Picture this:  A criminal defendant is indicted for three counts related to the possession of methamphetamine, and federal prosecutors obtain a warrant for the defendant’s iPhone.  But the iPhone is passcode protected, and the prosecutors can’t break the code.  During their investigation, the prosecutors learn that someone has sent a command to the target phone that will cause the iPhone’s contents to be erased if the device is connected to a network and powered on.  The prosecutors approach Apple and request that Apple unlock the iPhone so that they can execute their warrant.  Must Apple comply with this request?

This is the scenario that Magistrate Judge Orenstein recently confronted in In re Order Requiring Apple Inc. to Assist in the Execution of a Search Warrant Issued by the Court, 15-MC-1902 (JO) (E.D.N.Y.).  Federal prosecutors had requested an order pursuant to the All Writs Act, 28 U.S.C. § 1651, directing Apple to assist in unlocking the iPhone.  In an Order dated October 9, 2015, Judge Orenstein sua sponte asked for briefing on this issue based on his belief that the authorities relied upon did not support the award of such an order.

In its brief, Apple said it would be technologically impossible for it to comply with the prosecutors’ request for approximately 90% of its devices—iPhones that were running iOS 8 or higher.  While Apple could unlock the defendant’s device because it was running iOS 7, Apple claimed that compelling it to unlock a user’s iPhone would tarnish Apple’s brand.

The prosecutors fired back at Apple, claiming that Apple routinely complied with these requests.  Apple had issued publicly available Legal Resource Guidelines, which stated that Apple could extract data from certain iPhones upon receipt of a valid search warrant.  In fact, Apple had suggested the language that was included in the proposed order that had been submitted to the Court.  The prosecutors also cited to four federal court decisions in which courts had issued orders compelling Apple to unlock iPhones.
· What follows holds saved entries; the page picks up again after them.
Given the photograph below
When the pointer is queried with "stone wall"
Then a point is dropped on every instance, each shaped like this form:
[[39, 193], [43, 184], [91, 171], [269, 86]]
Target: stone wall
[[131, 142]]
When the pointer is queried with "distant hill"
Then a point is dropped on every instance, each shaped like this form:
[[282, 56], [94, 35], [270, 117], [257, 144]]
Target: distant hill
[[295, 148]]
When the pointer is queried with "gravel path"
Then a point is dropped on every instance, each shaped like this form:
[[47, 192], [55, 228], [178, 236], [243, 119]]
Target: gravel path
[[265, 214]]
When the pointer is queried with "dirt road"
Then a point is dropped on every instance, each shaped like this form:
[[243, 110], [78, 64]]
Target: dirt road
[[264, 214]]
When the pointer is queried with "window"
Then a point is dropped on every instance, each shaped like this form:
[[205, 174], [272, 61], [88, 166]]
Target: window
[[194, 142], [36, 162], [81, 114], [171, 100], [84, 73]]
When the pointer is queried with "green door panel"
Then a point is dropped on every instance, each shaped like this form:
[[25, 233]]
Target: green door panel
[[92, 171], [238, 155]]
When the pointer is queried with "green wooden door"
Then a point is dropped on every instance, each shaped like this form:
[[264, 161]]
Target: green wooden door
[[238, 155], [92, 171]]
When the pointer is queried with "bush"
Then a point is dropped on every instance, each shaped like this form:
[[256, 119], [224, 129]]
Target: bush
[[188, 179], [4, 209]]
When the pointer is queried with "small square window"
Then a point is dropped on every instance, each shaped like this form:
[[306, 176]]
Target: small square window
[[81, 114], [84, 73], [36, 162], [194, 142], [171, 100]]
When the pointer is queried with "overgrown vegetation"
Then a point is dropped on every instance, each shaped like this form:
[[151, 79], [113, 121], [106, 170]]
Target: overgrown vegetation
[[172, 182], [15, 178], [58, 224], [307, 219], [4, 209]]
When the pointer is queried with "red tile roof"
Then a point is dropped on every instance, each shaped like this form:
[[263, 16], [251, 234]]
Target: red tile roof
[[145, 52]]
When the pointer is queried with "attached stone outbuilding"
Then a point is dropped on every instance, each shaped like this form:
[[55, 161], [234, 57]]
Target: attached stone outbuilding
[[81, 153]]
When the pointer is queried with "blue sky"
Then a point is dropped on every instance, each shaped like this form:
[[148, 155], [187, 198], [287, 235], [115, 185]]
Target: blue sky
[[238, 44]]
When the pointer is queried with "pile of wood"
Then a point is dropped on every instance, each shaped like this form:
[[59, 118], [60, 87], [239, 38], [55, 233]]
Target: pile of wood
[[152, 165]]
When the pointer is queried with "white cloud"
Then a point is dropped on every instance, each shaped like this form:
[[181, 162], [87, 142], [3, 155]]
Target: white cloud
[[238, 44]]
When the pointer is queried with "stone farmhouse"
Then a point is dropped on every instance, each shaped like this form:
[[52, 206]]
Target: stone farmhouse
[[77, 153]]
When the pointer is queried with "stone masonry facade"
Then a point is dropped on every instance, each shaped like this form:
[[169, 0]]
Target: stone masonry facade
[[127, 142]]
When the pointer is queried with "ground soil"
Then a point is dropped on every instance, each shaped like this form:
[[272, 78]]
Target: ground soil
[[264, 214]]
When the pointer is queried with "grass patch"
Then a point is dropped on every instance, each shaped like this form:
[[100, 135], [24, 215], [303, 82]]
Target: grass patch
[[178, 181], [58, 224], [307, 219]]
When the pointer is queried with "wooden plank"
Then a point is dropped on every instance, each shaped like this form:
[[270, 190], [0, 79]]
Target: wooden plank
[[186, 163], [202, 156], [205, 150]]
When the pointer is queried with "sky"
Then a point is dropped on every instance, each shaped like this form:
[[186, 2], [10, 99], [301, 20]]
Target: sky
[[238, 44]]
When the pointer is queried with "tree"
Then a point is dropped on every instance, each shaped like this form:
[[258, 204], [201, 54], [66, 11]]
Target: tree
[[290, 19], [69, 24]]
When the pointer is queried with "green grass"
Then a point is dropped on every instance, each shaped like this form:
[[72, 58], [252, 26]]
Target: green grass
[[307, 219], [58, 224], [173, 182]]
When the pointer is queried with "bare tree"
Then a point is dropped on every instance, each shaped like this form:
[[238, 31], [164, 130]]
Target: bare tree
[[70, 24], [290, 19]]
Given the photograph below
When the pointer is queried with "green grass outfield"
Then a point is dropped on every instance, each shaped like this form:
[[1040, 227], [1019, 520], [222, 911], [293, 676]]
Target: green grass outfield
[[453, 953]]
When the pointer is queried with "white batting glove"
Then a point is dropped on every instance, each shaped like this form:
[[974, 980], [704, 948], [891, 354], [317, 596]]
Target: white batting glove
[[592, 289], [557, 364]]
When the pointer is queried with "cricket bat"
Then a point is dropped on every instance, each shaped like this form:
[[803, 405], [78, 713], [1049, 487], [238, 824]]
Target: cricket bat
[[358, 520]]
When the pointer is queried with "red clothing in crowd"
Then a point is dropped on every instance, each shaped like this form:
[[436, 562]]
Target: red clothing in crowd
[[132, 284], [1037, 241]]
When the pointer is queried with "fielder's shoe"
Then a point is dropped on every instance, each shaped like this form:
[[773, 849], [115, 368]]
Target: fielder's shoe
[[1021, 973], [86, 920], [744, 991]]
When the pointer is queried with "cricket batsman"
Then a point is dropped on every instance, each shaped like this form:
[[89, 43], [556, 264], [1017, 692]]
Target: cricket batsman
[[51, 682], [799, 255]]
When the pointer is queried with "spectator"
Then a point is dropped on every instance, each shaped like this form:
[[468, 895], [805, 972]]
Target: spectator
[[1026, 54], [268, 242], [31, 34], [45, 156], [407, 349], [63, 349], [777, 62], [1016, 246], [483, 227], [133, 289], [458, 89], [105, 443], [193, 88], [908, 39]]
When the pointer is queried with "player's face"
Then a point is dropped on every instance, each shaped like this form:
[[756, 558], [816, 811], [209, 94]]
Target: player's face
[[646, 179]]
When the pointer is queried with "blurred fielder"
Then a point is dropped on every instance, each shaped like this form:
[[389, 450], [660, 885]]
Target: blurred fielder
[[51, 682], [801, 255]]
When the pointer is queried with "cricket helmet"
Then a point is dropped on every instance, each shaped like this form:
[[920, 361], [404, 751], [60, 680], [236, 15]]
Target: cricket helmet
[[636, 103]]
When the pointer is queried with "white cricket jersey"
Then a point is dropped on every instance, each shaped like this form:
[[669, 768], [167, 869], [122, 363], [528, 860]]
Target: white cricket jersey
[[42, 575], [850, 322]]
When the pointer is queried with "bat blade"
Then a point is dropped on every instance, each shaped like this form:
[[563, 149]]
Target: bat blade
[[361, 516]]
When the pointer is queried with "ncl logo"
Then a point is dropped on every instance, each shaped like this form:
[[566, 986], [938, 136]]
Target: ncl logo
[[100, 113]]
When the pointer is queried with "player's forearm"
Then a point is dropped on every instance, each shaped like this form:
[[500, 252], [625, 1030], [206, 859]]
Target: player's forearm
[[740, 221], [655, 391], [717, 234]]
In a supplemental brief, Apple acknowledged that it had previously complied with similar data extraction requests, but noted that it had only done so through an ex parte process into which Apple had no visibility.  Now that the Court had requested briefing on this issue, Apple claimed that the All Writs Act did not support an award of the relief that was requested.  Apple’s arguments largely hinged on its assertion that it did not control or possess the device.  Therefore, the prosecutors were essentially requesting that Apple be compelled to provide free forensic services.

So what did the Court decide?  It hasn’t yet.  After a hearing and even more briefing, the Court issued an October 30 Order in which it asked the prosecutors to explain why their request was not rendered moot given that the defendant had pleaded guilty.  The prosecutors’ letter brief argued that understanding the iPhone’s contents was necessary to further their ongoing investigation of the underlying conspiracy.  So we wait to see if this issue is ultimately disposed of on procedural grounds.

At the same time the prosecutors’ request was playing out before Magistrate Judge Orenstein, the Obama administration announced, that it was halting its year-long campaign for legislation that would compel technology companies and smartphone manufacturers to provide the government with “back door” access to their devices.  Such legislation would have required companies like Apple to modify their operating systems and devices to allow the government access to users’ encrypted data.  The administration’s retreat from pushing a legislative fix means that access battles will continue to be fought in the courts.